Evaluate C/C++ expressions during debugging to inspect variables, call functions, and analyze program state within the LLDB debugger context.

Instructions

Evaluate a C/C++ expression in the debugger context.

Expressions can include:
- Variable access: 'my_var', 'ptr->member'
- Array indexing: 'array[5]'
- Function calls: 'strlen(str)'
- Casts: '(int*)ptr'
- Arithmetic: 'x + y * 2'
- sizeof: 'sizeof(MyStruct)'

Args:
    params: EvaluateExpressionInput with expression and context

Returns:
    str: Expression result with type information

Input Schema

TableJSON Schema
NameRequiredDescriptionDefault
paramsYes

Output Schema

TableJSON Schema
NameRequiredDescriptionDefault
resultYes

Implementation Reference

  • The handler function decorated with @mcp.tool(name="lldb_evaluate"), which evaluates C/C++ expressions using LLDB by creating a target, setting breakpoint, running, executing the expression command, and formatting the output.
    @mcp.tool(
        name="lldb_evaluate",
        annotations={
            "title": "Evaluate Expression",
            "readOnlyHint": True,
            "destructiveHint": False,
            "idempotentHint": True,
            "openWorldHint": False,
        },
    )
    async def lldb_evaluate(params: EvaluateExpressionInput) -> str:
        """Evaluate a C/C++ expression in the debugger context.
    
        Expressions can include:
        - Variable access: 'my_var', 'ptr->member'
        - Array indexing: 'array[5]'
        - Function calls: 'strlen(str)'
        - Casts: '(int*)ptr'
        - Arithmetic: 'x + y * 2'
        - sizeof: 'sizeof(MyStruct)'
    
        Args:
            params: EvaluateExpressionInput with expression and context
    
        Returns:
            str: Expression result with type information
        """
        commands = [
            f"target create {params.executable}",
            f"breakpoint set --name {params.breakpoint}",
            "run" + (" " + " ".join(params.args) if params.args else ""),
            f"expression {params.expression}",
            "quit",
        ]
    
        result = _run_lldb_script(commands)
    
        return f"## Expression: `{params.expression}`\n\n```\n{result['output'].strip()}\n```"
  • Pydantic BaseModel defining the input schema for the lldb_evaluate tool, including executable path, expression to evaluate, breakpoint, and optional args.
    class EvaluateExpressionInput(BaseModel):
        """Input for evaluating expressions."""
    
        model_config = ConfigDict(str_strip_whitespace=True)
    
        executable: str = Field(..., description="Path to the executable", min_length=1)
        expression: str = Field(
            ...,
            description="C/C++ expression to evaluate (e.g., 'sizeof(int)', 'ptr->member', 'array[5]')",
            min_length=1,
        )
        breakpoint: str = Field(
            ..., description="Breakpoint location for evaluation context", min_length=1
        )
        args: list[str] | None = Field(
            default=None, description="Command-line arguments to pass to the program"
        )
  • Helper function _run_lldb_script that executes a list of LLDB commands via a temporary script file, capturing output and handling errors.

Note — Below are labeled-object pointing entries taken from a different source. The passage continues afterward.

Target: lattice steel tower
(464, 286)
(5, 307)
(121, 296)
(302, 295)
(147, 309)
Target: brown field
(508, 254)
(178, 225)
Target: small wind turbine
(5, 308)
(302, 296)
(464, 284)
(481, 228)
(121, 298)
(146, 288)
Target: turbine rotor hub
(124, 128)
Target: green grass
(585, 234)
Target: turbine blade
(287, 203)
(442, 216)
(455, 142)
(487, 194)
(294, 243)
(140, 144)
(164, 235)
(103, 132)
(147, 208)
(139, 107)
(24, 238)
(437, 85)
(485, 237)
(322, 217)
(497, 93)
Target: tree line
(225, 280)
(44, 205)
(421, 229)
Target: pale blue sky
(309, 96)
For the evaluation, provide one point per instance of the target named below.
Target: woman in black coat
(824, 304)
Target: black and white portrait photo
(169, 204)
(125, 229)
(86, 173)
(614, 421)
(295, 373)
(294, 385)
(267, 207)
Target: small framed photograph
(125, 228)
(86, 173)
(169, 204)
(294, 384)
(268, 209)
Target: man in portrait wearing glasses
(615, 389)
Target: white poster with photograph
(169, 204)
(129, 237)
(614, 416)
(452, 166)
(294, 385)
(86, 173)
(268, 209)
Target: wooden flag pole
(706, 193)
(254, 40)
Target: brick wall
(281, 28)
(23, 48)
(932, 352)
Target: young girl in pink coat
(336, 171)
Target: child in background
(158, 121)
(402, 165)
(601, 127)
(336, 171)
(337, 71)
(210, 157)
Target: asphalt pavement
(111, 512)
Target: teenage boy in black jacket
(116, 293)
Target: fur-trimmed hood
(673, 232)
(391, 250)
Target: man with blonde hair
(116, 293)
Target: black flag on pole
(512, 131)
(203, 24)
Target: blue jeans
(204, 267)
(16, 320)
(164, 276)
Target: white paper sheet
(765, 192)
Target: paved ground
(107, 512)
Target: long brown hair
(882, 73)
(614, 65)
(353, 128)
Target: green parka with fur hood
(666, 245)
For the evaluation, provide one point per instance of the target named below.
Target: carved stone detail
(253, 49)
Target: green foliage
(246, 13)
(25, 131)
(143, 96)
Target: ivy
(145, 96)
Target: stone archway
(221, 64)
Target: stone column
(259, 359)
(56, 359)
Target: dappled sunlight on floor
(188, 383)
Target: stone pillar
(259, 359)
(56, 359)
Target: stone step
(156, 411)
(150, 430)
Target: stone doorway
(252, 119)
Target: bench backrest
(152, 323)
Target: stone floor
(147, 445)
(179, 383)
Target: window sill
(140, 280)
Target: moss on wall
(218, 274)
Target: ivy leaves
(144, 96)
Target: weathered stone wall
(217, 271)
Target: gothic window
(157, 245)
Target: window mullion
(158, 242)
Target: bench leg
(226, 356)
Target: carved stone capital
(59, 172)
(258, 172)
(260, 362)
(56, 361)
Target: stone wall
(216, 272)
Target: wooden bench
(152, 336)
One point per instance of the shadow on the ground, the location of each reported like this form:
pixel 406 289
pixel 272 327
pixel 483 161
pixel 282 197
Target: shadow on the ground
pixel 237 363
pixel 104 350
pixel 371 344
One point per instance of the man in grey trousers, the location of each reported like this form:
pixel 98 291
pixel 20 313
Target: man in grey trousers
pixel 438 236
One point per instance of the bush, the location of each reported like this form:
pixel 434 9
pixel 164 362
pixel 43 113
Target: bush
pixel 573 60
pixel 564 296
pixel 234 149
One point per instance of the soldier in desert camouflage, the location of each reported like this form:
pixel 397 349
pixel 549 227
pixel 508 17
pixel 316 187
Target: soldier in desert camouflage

Used by lldb_evaluate to run the LLDB session.
    def _run_lldb_script(
        commands: list[str],
        target: str | None = None,
        working_dir: str | None = None,
        timeout: int = 60,
    ) -> dict[str, Any]:
        """
        Execute multiple LLDB commands in sequence.
        """
        cmd = [LLDB_EXECUTABLE]
    
        if target:
            cmd.extend(["--file", target])
    
        cmd.append("--batch")
    
        for command in commands:
            cmd.extend(["-o", command])
    
        try:
            result = subprocess.run(
                cmd, capture_output=True, text=True, timeout=timeout, cwd=working_dir or os.getcwd()
            )
            return {
                "success": result.returncode == 0,
                "output": result.stdout,
                "error": result.stderr if result.returncode != 0 else None,
                "return_code": result.returncode,
            }
        except subprocess.TimeoutExpired:
            return {
                "success": False,
                "output": "",
                "error": f"Commands timed out after {timeout} seconds",
                "return_code": -1,
            }
        except Exception as e:
            return {"success": False, "output": "", "error": str(e), "return_code": -1}
    
    
    # =============================================================================
    # Initialize MCP Server
    # =============================================================================
    
    mcp = FastMCP(SERVER_NAME)
    
    
    # =============================================================================
    # Input Models
    # =============================================================================
    
    
    class ResponseFormat(str, Enum):
        """Output format for tool responses."""
Behavior4/5

Does the description disclose side effects, auth requirements, rate limits, or destructive behavior?

Annotations provide readOnlyHint=true, destructiveHint=false, idempotentHint=true, and openWorldHint=false, covering safety and idempotency. The description adds valuable context by specifying the debugger context and listing expression capabilities (variable access, function calls, arithmetic, etc.), which helps the agent understand the tool's behavior beyond the annotations. No contradiction with annotations exists.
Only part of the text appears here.